06:21The weight of the ice has been so immense for so long that it actually protected the
06:26land from erosion.
06:29Scientists call it the Ghost of Antarctica's Landscape, and it's nothing like the smooth,
06:35flat wasteland seen from above.
06:37They've found rivers that once flowed freely, now frozen in place, valleys carved by water,
06:44even three massive, sharply peaked hills.
06:47But what are they?
06:51To understand that, we need to go even further back in time, to the era when Antarctica was
06:57still part of a lost supercontinent.
07:02Hundreds of millions of years ago, the land we now call Antarctica was part of Gondwana,
07:07an enormous supercontinent that included South America.
07:11Africa, India, Australia, and Antarctica all fused together.
07:18But as Earth's tectonic plates slowly drifted apart, Gondwana broke into pieces.
07:25Antarctica was ripped apart, its land stretched and fractured.
07:30The massive ice sheets that formed later covered these broken landmasses, preserving them like
07:36frozen fossils.
07:38As the ice shifted and melted over time, valleys formed, and ancient rivers likely carried
07:44water toward a coast that was hundreds of miles away from where it is now.
07:49But that's not the only thing Antarctica has hidden.

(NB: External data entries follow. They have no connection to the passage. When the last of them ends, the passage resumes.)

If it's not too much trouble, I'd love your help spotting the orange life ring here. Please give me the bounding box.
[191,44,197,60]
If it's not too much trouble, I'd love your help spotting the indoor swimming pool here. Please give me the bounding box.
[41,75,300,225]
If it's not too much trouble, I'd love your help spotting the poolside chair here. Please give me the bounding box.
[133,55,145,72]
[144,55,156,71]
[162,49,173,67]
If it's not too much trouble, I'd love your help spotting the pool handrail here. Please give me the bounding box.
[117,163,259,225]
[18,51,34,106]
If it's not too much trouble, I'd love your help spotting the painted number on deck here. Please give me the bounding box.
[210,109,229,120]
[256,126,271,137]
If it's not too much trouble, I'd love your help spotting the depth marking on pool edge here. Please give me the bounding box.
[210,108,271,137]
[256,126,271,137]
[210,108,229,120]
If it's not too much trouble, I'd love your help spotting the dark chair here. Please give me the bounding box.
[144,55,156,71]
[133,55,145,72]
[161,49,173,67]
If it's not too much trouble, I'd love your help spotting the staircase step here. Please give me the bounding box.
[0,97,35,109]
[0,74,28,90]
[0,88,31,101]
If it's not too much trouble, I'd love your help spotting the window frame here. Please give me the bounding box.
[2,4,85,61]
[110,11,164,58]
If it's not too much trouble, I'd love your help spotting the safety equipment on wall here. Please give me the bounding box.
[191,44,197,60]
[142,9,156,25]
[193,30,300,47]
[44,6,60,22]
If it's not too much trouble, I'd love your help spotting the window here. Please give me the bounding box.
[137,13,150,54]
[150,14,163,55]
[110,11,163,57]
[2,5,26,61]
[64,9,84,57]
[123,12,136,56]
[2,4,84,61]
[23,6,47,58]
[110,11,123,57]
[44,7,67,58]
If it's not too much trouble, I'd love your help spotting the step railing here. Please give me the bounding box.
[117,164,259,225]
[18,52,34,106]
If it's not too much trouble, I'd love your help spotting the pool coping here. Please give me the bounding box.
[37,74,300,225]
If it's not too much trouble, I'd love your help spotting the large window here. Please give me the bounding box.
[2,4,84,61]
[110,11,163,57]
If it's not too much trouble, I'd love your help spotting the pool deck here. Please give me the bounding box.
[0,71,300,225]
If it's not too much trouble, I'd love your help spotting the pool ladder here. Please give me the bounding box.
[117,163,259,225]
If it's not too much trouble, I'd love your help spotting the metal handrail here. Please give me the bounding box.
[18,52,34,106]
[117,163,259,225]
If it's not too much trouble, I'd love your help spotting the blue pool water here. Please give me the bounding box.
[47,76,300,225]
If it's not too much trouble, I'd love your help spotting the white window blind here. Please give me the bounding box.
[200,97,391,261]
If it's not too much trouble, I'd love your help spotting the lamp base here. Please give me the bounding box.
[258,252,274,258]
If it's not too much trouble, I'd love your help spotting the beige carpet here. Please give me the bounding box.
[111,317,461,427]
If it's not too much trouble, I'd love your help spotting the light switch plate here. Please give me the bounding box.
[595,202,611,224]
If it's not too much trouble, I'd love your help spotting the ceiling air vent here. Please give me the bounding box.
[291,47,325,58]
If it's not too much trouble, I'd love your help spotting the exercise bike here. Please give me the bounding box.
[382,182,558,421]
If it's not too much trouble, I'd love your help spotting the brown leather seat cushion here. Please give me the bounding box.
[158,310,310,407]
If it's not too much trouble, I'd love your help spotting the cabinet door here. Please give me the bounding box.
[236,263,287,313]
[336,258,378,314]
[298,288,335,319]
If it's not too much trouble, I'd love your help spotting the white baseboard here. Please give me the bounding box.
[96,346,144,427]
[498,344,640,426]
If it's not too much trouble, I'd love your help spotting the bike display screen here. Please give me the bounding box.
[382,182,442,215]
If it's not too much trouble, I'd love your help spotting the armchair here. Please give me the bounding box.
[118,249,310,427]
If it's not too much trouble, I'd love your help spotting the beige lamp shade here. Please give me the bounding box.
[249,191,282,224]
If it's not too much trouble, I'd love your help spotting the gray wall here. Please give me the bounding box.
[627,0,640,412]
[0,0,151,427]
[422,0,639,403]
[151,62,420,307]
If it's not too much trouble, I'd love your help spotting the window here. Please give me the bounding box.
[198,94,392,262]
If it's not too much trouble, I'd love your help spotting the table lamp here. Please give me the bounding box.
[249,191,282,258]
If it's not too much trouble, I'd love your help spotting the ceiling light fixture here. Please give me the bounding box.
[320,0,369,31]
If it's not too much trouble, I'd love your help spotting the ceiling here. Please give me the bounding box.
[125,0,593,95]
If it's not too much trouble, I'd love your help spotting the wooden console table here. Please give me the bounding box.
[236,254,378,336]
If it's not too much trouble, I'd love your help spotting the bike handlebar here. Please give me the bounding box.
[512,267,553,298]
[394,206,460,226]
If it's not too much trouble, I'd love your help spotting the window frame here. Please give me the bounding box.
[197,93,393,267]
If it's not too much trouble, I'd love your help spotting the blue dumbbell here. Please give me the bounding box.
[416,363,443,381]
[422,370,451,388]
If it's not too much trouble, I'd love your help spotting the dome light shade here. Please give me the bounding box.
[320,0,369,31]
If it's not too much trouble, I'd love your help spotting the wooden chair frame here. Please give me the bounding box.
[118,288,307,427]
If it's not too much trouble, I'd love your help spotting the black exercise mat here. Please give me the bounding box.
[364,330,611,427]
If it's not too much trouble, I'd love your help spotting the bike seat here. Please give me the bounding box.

07:53If you stripped away the ice, you wouldn't see a smooth, empty continent.
07:57You'd see a super dramatic landscape, towering mountains, deep valleys, even fiery volcanoes!
08:07In West Antarctica, at least 138 volcanoes are buried under the ice.
08:12One of them, Mount Erebus, is still active, and inside, it has warm volcanic caves where
08:18you could walk in a t-shirt!
08:21Oh, and if it wasn't weird enough, Erebus is also spewing out gold!
08:26Yep, the actual tiny specks of gold from deep within the Earth!
08:31Scientists believe this happens because magma, the superheated, semi-molten rock beneath
08:36the Earth's surface, carries liquid gold with it as it rises.
08:41Every single day, Erebus releases about 0.2 pounds of it.
08:46That's worth around 6,000 bucks per day!
08:49In a year, that adds up to 64 pounds, or more than $2 million, floating into the sky!
08:56Unfortunately, before we grab shovels, we gotta remember that those are just microscopic
09:02particles.
09:03They're often smaller than 60 micrometers, thinner than a human hair.
09:08Not even mentioning that they're scattered around, up to 620 miles away from the volcano
09:13itself, finding them is nearly impossible!
09:18But that just shows that even in such a harsh place that looks just like a white desert,
09:22there are still many fascinating mysteries to discover.
09:27For example, somehow, life still clings there!
09:31In 2017, scientists drilled deep beneath the ice of the Ross Ice Shelf looking for water,
09:38but they found something fantastic instead!
09:41A river, hidden beneath 1,640 feet of ice, running through the dark.
09:48And inside it, hundreds of tiny shrimp-like creatures.
09:52They swarmed around the camera, blocking the lens, welcoming the scientists.
09:57In deep caves beneath the ice, DNA evidence has also shown traces of moss, algae, and
10:03possibly even unknown tiny animals.
10:07Well, turns out, even in one of the harshest places on Earth, life finds a way.
10:13And who knows what else we'll discover in the South Pole!